1968 Wilmington Race Riot
Clinton Perkins
The assassination of Dr. Martin Luther King, Jr. in April 1968 caused racial tensions to flare in cities throughout the United States, including Wilmington. Clinton Perkins was a senior at Howard High School and lived on Second and Jefferson Streets. He found himself in the middle of the demonstration that turned into a riot on April 9th. Perkins recalled the scene

By the afternoon, thirty fires had been set in abandoned buildings, two police cars were fire-bombs, 40 people were injured and 154 were arrested. "Fires were everywhere and people were looting and running and throwing bricks and fighting the police," Perkins said. The mayor called in the police and the National Guard to bring the situation under control.
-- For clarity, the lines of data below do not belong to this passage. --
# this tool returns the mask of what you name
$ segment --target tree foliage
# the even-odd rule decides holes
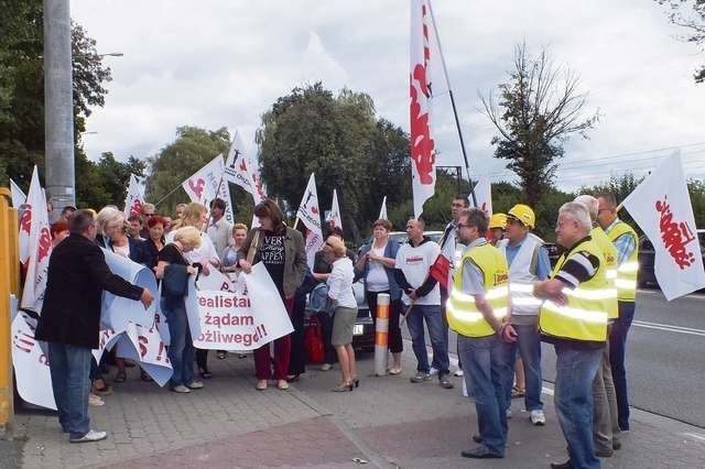
[[[0,8],[0,184],[8,177],[28,189],[32,168],[44,172],[43,7],[41,0],[8,0]],[[74,141],[76,199],[97,207],[109,194],[99,163],[86,157],[80,145],[90,106],[102,106],[110,81],[96,42],[78,24],[72,28],[74,77]],[[128,166],[131,167],[128,162]],[[112,176],[107,181],[111,181]]]
[[[356,242],[383,196],[388,206],[411,196],[409,137],[377,119],[368,95],[334,95],[321,83],[296,87],[262,116],[256,140],[270,196],[293,214],[315,173],[321,207],[330,207],[337,189],[346,234]]]
[[[545,50],[531,56],[525,44],[516,47],[509,81],[498,88],[498,98],[492,91],[481,97],[499,132],[491,140],[495,157],[509,161],[507,168],[533,206],[552,186],[565,141],[573,134],[587,139],[598,114],[583,117],[586,95],[577,90],[577,75],[555,66]]]
[[[669,7],[669,20],[687,31],[680,39],[703,50],[705,46],[705,0],[657,0]],[[695,83],[705,81],[705,65],[693,75]]]

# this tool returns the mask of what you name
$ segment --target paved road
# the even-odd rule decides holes
[[[553,382],[552,346],[543,345],[542,358],[544,380]],[[659,290],[640,290],[627,373],[632,406],[705,428],[705,295],[666,302]]]

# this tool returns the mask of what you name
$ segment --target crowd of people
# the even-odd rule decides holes
[[[105,433],[89,429],[87,415],[89,401],[100,405],[97,394],[112,390],[101,374],[105,364],[91,363],[89,353],[97,346],[100,292],[141,299],[145,306],[154,294],[112,275],[101,247],[153,270],[162,282],[160,303],[170,328],[167,353],[173,367],[169,388],[176,393],[204,386],[194,366],[199,379],[213,377],[208,350],[193,346],[184,285],[212,269],[238,275],[261,262],[294,332],[274,341],[273,357],[269,343],[254,350],[257,390],[265,390],[271,381],[286,390],[305,371],[306,295],[311,293],[313,305],[312,292],[321,295],[322,286],[317,315],[325,359],[321,369],[329,370],[337,361],[340,381],[335,392],[359,386],[352,348],[358,304],[352,283],[362,279],[373,320],[379,295],[390,296],[390,375],[402,373],[400,325],[405,319],[416,358],[410,381],[423,383],[435,373],[443,389],[452,389],[448,331],[457,334],[459,370],[455,372],[464,375],[475,402],[479,430],[473,436],[477,446],[463,456],[503,457],[512,399],[523,397],[532,424],[545,424],[542,341],[556,350],[554,400],[570,456],[567,462],[552,467],[599,467],[598,457],[620,448],[619,434],[629,430],[623,362],[634,313],[637,237],[617,217],[611,195],[583,195],[561,207],[555,231],[563,252],[553,268],[543,240],[532,232],[535,214],[523,204],[488,219],[468,208],[467,197],[458,196],[440,242],[424,236],[422,219],[412,218],[405,226],[408,241],[399,243],[390,238],[391,223],[380,219],[357,254],[346,248],[343,232],[334,229],[312,269],[301,232],[284,223],[273,200],[256,207],[259,226],[251,230],[242,223],[230,225],[225,209],[220,199],[209,207],[182,204],[172,221],[158,215],[151,204],[128,219],[112,206],[97,214],[67,207],[52,225],[55,249],[36,336],[50,342],[59,423],[70,441],[105,438]],[[74,296],[76,285],[93,287]],[[68,307],[68,297],[80,297],[82,304]],[[226,358],[225,350],[216,355]],[[112,382],[121,383],[128,363],[120,357],[113,360]],[[141,377],[150,380],[145,373]],[[82,385],[88,378],[96,395]]]

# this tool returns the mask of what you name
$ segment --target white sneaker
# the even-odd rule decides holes
[[[531,411],[531,415],[529,416],[531,423],[534,425],[545,425],[546,416],[543,411]]]
[[[80,438],[69,438],[68,440],[70,443],[90,443],[100,441],[101,439],[106,439],[107,437],[108,434],[105,432],[88,430],[88,433]]]

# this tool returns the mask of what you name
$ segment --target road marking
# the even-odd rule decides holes
[[[701,441],[705,441],[705,435],[698,435],[698,434],[696,434],[696,433],[684,433],[684,434],[682,434],[682,435],[683,435],[683,436],[690,436],[690,437],[692,437],[692,438],[697,438],[697,439],[699,439]]]
[[[666,330],[669,332],[690,334],[692,336],[705,337],[705,330],[694,329],[692,327],[672,326],[670,324],[647,323],[646,320],[634,320],[634,326],[646,327],[647,329]]]

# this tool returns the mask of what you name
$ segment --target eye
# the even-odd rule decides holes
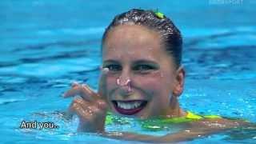
[[[154,70],[156,68],[150,65],[138,65],[135,66],[133,70],[138,72],[149,72]]]
[[[110,71],[122,70],[122,66],[120,65],[117,65],[117,64],[110,64],[110,65],[104,66],[103,68],[108,68]]]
Perkins remembered that the black community greatly resented the way they felt the police treated them: "Well…they'd ride by and they'd stop us. We'd just be walking down the street and they'd stop us and they'd search us and say where are you going, what are you doing, that type of thing."

When the riot was over, the black community looked like a war zone, according to Clinton Perkins. "It was pretty bad. Especially the day after... But you know, the sad part about it, the next day when the day come by, and you walk through the streets and you survey, and you see, actually that was the Black community. There were white stores in there but that was a Black community." Though the riots were short-lived, the unrest led white families to move from the city, the so-called "white flight." The National Guard remained in Wilmington until January 1969, dividing blacks and whites in the city for years to come.